Sentiment Analysis Training with Integrated Deployment

Looks like it’s this one: Sentiment Analysis with Integrated Deployment - Training – KNIME Hub

I’ll check it out.

I think I found the problem. It turns out that this workflow is hardcoded in a couple of other places to reduce the words to 80.

Inside the Zero Pad component there is a Column Filter node. The additional columns need to be moved into the green include box:

Something similar needs to happen in the Create Collection Column node that occurs immediately afterward.

Now having said all that, you need to set a cutoff (say 2400) for your number of words per document and make sure all the other relevant nodes we’ve discussed here correspond to that value. As it is, none of your documents have 3000 words (the max is 2456) so that setting was too large for the Keras Input Layer anyway.

When I make the above changes I’m able to start training with Keras. Note that your training set size is pretty small, so you will probably want to make some changes to the batch size in the Keras learner. If you have more data for training, you should use it - deep learning approaches often require large datasets to produce useful predictions.

The execution seemed to go further this time, but still hit an error, screen shot below:

image.png

Looks like your image wasn’t uploaded - at any rate, I can’t see it.

Looks like the same error you had before. Can you check your timeout settings to make sure they are still being applied?

Thank you Scott.

I increased the timeout and it solved the issue with the Keras Network Learner node.

Unfortunately another issue occurred with the Keras Network Executor node and I cannot see how to change the shape size from 80 to 2400.

image.png

Please help.

Something is wrong with your screenshot again. It would probably be better for you to upload the workflow itself anyway, as screenshots are of limited use.

Did you already make the changes I suggested above to fix the dimensions of your incoming data?

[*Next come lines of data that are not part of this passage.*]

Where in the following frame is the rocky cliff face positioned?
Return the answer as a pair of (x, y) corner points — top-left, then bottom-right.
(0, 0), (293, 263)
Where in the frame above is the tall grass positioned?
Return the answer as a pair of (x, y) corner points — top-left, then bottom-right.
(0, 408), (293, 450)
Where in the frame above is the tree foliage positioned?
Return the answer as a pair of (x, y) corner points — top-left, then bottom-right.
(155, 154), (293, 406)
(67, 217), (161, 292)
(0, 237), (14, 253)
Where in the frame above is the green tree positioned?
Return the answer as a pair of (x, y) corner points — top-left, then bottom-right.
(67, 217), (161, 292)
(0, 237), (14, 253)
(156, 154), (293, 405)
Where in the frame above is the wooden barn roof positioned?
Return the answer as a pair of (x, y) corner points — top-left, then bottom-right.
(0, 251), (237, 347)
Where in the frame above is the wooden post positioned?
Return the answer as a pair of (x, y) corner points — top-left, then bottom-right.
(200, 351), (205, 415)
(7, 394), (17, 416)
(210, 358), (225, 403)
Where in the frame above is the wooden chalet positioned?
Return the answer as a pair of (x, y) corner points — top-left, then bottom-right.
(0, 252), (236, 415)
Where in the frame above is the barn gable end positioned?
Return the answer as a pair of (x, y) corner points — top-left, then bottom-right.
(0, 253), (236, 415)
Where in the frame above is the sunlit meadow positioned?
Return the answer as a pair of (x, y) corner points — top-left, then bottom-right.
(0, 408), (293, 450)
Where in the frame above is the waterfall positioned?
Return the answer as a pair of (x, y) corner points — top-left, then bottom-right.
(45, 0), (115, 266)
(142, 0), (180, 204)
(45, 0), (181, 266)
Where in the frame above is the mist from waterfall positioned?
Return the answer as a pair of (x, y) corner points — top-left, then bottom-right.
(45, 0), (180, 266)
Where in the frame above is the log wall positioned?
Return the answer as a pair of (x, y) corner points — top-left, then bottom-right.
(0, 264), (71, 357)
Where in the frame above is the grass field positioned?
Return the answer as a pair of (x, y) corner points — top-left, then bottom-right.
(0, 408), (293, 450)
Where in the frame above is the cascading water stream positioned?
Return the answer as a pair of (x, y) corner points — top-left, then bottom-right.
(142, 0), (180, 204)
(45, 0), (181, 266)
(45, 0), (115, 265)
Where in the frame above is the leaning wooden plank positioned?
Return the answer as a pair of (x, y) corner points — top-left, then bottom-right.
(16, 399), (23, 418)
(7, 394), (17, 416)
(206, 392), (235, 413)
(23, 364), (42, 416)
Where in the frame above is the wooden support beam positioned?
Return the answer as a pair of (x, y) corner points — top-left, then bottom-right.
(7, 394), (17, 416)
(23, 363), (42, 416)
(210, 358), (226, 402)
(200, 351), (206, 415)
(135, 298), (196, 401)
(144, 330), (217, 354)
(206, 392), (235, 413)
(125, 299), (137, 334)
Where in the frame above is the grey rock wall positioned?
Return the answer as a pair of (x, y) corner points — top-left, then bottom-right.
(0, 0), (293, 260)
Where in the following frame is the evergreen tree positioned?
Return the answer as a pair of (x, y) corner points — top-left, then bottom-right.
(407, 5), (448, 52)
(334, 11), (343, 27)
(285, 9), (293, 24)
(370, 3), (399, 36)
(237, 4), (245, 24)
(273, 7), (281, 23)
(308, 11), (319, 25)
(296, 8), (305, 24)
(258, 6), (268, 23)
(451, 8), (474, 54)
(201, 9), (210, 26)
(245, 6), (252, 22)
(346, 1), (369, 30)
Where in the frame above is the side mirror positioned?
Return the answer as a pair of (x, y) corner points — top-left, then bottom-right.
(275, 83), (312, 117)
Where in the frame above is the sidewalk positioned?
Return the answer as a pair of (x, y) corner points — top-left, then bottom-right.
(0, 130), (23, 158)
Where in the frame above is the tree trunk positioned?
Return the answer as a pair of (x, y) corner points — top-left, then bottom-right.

I made the changes you suggested to fix the dimensions of incoming data. This seems to be an issue with the Keras Network Executor node and I cannot find the place to fix:

knime://LOCAL/Codeless%20Deep%20Learning%20with%20KNIME/Chapter_10/Integrated_Deployment/Sentiment_Analysis_Training_With_Integrated_Deployment%201%20ExcelV01

That link is to your local repo. If you could upload to the Hub again as before, that should work.

I have uploaded the work flow to the hub. Please let me know if you can see it.

I can see it.

Long story short, you have to make the same changes I described above for the “Preprocessing Training Set” metanode in the “Preprocessing Test Set” metanode as well. When I do that for your workflow, the Keras Network Executor is able to run OK.

I have made the same changes to the “Preprocessing Training Set” metanode and the “Preprocessing Test Set” metanode which changed the shape size as recommended but I cannot get the Keras Network Executor to execute fully.

The error showing in the KNIME Console is - “The input shape does not match the tensor shape. [2405] vs [2400]”

I have looked everywhere in the workflow but cannot find the cause.

Please help.

Hi @stockdaa - upload your latest version to the Hub and I’ll take a look at it.

I have uploaded the workflow, latest version.

I have uploaded the workflow to the hub. Please let me know if you can see it.

I can, yes. Sorry for being away from the thread for a few days - I’ll take a look.

So, in the Column Filter nodes inside the Zero Pad components (which in turn are present in both the preprocessing metanodes), you have something going on like this:

Basically, you have too many columns coming out of this node, which is why the error message is complaining about 2405. Another way to fix this would be to use the Wildcard/RegEx Selection option of that dialog to include only records that match Text_Arr*.

An easy way to check the dimensionality of your dataset and track down where a problem like this might be is to mouse over the output ports of various nodes and components until you find the suspicious number, like this:

2021-11-15 14_06_55-KNIME Analytics Platform

Hope this helps - let me know if you have further questions.

I just started checking the dimensionality of the output ports and found a mismatch in the cell splitter node, but I cannot see how to change it:

In the Preprocessing Training data section of the workflow, the number of columns changes from 3 to 4 for no apparent reason, between the Strings to Document Text node and the Preprocessing node.

In the Zero Pad node the number of columns jumps to 2402


I cannot see how to control this.

The shape size was set at 2400 at the start of the workflow.